Two cameras may capture a similar photo. The cameras may have different megapixel counts and lenses but these are not important. A good photographer will wait for or evoke a meaningful expression for a portrait. They will wait until light falls upon a landscape at just the right time, or change their angle to make a better picture.
Photographer Ansel Adams waited for hours to take the right photo. He and more modern photographers like Anton Corbijn are easily identified by the look of their photos. Much of this is done in post-processing, an artistic phase where they apply their personal touch. Their style has become synonymous with their names.
I use photography as a metaphor because an image is easy to call to mind. Field recording is no different though. Sound effect recordings require the same consideration as photos, just on a different plane.
What You Can Do
The best thing you can do is to get out there. If you are beginning, recording thoughtfully no matter what gear you use is an excellent step.
After all, better gear requires only cash, and they’re still printing money.
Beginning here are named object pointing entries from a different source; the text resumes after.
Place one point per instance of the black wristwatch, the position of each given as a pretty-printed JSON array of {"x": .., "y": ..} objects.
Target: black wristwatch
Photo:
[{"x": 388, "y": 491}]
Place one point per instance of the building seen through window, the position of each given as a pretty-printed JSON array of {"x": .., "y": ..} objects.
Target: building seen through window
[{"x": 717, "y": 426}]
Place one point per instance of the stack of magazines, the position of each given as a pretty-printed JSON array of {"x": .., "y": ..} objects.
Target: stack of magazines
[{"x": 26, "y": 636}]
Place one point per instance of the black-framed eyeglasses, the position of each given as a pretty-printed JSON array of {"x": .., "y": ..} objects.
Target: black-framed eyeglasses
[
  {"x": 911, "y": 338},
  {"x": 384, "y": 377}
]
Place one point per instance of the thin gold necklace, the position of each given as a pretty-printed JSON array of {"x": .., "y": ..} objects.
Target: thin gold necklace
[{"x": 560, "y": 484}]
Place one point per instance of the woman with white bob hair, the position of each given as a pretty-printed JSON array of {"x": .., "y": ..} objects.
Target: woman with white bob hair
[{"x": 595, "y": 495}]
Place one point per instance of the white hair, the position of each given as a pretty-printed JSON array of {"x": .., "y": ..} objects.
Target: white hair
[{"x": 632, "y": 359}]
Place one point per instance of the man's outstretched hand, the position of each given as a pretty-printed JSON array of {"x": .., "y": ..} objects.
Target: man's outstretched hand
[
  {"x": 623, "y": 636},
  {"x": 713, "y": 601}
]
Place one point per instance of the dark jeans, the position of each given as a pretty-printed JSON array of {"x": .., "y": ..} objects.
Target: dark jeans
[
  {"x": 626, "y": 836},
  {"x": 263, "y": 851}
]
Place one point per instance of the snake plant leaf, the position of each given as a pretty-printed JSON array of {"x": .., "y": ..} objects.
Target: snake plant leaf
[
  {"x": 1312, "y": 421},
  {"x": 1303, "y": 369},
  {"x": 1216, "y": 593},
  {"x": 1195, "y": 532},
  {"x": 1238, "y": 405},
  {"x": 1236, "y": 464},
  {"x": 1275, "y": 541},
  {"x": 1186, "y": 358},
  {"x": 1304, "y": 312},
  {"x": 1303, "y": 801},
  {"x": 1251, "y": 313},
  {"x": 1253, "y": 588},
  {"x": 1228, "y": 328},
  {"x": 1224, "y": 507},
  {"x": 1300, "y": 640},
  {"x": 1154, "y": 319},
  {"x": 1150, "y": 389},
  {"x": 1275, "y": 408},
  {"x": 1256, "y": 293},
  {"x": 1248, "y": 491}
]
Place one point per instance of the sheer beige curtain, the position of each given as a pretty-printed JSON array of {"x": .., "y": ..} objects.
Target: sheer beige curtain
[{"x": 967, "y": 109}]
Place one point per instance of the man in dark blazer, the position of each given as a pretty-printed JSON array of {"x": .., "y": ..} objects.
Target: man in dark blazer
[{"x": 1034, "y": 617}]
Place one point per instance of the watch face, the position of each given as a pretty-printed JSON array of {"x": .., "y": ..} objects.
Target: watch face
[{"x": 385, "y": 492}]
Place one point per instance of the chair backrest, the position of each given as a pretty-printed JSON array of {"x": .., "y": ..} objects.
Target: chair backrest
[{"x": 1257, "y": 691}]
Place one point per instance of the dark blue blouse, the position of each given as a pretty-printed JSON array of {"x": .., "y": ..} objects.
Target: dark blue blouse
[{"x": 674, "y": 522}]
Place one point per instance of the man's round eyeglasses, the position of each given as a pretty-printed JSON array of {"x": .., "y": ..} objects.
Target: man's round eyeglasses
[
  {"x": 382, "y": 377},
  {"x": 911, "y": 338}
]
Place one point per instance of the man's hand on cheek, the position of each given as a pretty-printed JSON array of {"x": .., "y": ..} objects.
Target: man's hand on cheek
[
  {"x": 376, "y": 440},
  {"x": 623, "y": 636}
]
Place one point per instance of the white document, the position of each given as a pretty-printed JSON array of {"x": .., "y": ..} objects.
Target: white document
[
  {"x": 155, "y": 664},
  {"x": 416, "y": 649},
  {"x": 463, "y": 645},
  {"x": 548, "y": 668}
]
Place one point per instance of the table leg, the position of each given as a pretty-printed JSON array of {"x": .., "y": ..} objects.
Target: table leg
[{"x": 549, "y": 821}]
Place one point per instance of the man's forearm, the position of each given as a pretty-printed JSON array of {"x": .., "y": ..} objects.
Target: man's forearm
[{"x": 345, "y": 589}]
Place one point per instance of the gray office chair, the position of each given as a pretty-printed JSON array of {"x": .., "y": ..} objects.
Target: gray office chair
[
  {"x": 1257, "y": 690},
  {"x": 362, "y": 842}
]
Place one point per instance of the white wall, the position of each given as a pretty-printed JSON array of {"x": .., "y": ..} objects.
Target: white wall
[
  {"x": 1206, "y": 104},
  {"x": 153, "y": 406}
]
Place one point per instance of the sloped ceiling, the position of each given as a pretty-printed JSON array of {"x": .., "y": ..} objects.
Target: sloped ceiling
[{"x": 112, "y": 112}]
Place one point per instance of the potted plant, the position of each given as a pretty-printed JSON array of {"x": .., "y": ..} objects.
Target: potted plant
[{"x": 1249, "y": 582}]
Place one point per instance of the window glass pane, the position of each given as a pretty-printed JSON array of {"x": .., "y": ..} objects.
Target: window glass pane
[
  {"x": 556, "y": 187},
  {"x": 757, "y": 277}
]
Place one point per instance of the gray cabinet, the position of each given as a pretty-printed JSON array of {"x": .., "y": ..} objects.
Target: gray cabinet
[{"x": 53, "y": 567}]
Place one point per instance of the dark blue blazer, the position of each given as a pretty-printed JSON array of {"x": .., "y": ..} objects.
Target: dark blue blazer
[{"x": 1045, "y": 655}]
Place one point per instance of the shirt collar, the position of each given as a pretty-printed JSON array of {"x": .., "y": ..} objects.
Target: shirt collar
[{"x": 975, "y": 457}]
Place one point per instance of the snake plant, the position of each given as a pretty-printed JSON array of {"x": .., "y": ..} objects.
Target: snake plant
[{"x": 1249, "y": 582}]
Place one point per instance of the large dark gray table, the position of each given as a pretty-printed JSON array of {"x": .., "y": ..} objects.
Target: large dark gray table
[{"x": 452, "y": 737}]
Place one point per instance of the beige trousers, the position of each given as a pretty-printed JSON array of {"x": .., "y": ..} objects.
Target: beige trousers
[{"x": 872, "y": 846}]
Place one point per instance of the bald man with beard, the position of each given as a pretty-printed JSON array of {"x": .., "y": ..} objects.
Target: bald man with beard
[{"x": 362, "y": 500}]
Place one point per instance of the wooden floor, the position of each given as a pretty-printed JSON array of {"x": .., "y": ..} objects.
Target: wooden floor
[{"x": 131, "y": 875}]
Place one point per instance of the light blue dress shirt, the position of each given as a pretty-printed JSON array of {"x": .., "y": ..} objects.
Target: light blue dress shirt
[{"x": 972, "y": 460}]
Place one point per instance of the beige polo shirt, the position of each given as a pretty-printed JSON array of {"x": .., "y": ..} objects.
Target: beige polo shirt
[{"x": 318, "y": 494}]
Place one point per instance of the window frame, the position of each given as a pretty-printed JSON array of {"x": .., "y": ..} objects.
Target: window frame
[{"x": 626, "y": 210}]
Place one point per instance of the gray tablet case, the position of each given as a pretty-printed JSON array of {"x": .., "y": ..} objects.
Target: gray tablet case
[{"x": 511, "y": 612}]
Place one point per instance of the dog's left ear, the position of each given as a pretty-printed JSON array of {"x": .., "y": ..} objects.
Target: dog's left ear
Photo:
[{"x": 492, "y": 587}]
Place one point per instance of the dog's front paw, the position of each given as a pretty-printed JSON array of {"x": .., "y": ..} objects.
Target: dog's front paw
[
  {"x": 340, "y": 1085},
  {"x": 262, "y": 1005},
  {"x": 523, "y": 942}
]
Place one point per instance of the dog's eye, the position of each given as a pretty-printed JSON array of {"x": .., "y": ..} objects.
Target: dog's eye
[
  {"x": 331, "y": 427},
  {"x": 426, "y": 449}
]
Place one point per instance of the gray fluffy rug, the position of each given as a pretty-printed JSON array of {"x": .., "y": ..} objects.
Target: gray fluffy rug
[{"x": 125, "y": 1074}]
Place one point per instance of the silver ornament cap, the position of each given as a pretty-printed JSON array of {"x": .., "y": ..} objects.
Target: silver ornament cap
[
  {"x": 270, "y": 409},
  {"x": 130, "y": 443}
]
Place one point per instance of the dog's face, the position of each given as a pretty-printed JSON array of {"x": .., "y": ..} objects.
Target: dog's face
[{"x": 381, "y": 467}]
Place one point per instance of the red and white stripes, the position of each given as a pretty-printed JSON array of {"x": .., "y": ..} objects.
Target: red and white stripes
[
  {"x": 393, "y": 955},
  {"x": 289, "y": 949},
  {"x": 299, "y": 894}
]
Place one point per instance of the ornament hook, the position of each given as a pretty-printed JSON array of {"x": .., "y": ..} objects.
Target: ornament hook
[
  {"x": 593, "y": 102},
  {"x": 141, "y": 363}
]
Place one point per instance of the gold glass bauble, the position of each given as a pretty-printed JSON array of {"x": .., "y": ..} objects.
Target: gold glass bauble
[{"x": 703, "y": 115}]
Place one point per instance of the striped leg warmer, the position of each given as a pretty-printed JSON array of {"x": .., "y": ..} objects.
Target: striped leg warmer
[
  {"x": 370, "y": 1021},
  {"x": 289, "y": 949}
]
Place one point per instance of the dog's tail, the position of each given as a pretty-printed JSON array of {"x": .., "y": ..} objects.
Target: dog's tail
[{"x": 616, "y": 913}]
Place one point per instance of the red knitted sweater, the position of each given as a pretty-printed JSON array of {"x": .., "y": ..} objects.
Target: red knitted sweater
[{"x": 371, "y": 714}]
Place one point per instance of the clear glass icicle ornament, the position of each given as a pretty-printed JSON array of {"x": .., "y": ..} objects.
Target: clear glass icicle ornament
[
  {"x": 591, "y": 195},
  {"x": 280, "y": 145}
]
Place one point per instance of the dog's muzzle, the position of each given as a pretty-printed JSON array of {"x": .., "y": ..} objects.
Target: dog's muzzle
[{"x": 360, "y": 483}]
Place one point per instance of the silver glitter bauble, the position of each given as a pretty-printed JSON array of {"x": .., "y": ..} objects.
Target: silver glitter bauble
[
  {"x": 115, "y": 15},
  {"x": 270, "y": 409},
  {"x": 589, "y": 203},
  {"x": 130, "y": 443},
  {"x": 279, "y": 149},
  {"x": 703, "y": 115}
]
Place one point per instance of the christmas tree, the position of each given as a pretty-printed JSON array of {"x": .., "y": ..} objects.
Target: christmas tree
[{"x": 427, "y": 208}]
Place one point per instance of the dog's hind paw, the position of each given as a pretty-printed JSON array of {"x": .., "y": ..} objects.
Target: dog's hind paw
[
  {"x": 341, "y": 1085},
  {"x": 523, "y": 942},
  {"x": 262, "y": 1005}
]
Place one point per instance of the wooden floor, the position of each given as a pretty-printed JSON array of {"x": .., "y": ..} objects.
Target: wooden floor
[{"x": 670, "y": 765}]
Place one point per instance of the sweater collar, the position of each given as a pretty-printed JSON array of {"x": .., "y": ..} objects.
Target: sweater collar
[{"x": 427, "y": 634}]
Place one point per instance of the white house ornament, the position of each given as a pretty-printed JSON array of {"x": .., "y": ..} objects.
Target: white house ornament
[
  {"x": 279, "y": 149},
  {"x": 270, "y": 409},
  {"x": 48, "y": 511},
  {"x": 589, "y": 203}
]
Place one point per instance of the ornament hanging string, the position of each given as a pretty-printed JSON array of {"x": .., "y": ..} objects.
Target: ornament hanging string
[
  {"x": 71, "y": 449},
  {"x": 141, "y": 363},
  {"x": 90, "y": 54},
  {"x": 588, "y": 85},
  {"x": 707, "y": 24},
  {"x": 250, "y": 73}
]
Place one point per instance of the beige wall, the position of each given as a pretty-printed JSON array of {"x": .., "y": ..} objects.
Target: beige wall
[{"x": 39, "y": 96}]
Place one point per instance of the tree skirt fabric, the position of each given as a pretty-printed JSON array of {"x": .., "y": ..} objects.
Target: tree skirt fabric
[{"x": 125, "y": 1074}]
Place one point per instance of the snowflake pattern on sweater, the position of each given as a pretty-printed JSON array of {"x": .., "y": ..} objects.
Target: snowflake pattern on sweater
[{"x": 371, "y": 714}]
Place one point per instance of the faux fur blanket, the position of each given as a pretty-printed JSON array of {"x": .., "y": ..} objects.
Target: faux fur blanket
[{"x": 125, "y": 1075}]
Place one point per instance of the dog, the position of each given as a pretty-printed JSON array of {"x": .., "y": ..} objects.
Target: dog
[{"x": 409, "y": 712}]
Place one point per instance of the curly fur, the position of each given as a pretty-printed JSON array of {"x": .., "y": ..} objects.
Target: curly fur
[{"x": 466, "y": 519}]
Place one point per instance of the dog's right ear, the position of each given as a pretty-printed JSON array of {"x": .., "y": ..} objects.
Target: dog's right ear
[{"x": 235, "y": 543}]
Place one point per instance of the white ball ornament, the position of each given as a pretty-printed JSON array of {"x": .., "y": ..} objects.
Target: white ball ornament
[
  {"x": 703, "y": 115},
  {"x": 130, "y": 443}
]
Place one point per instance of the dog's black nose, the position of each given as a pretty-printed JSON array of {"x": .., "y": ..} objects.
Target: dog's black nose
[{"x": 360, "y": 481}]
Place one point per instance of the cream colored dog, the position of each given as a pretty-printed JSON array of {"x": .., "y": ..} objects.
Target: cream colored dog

What we do need more of is artistic sensibility. Think about what you want to record. Think about the best way to record it to remain faithful to the people there or the environment you are in.
It’s easy to press buttons. Investing yourself what you record is trickier but with thoughtfulness and authenticity you can do it.
It’s easy to get caught up in gear lust and spend thousands of dollars on equipment. I’ve done it myself. In the end I’d say that what gear you use isn’t as important as a solid recording sensibility. An experienced recordist can coax excellent recordings from DAT machines, Nagras or 30 year-old microphones.
Knowing what to record, and why you are recording it, I find is more important than the gear itself.
Another time I’ll describe what we can do as field recordists to invest ourselves into the sound effects we record.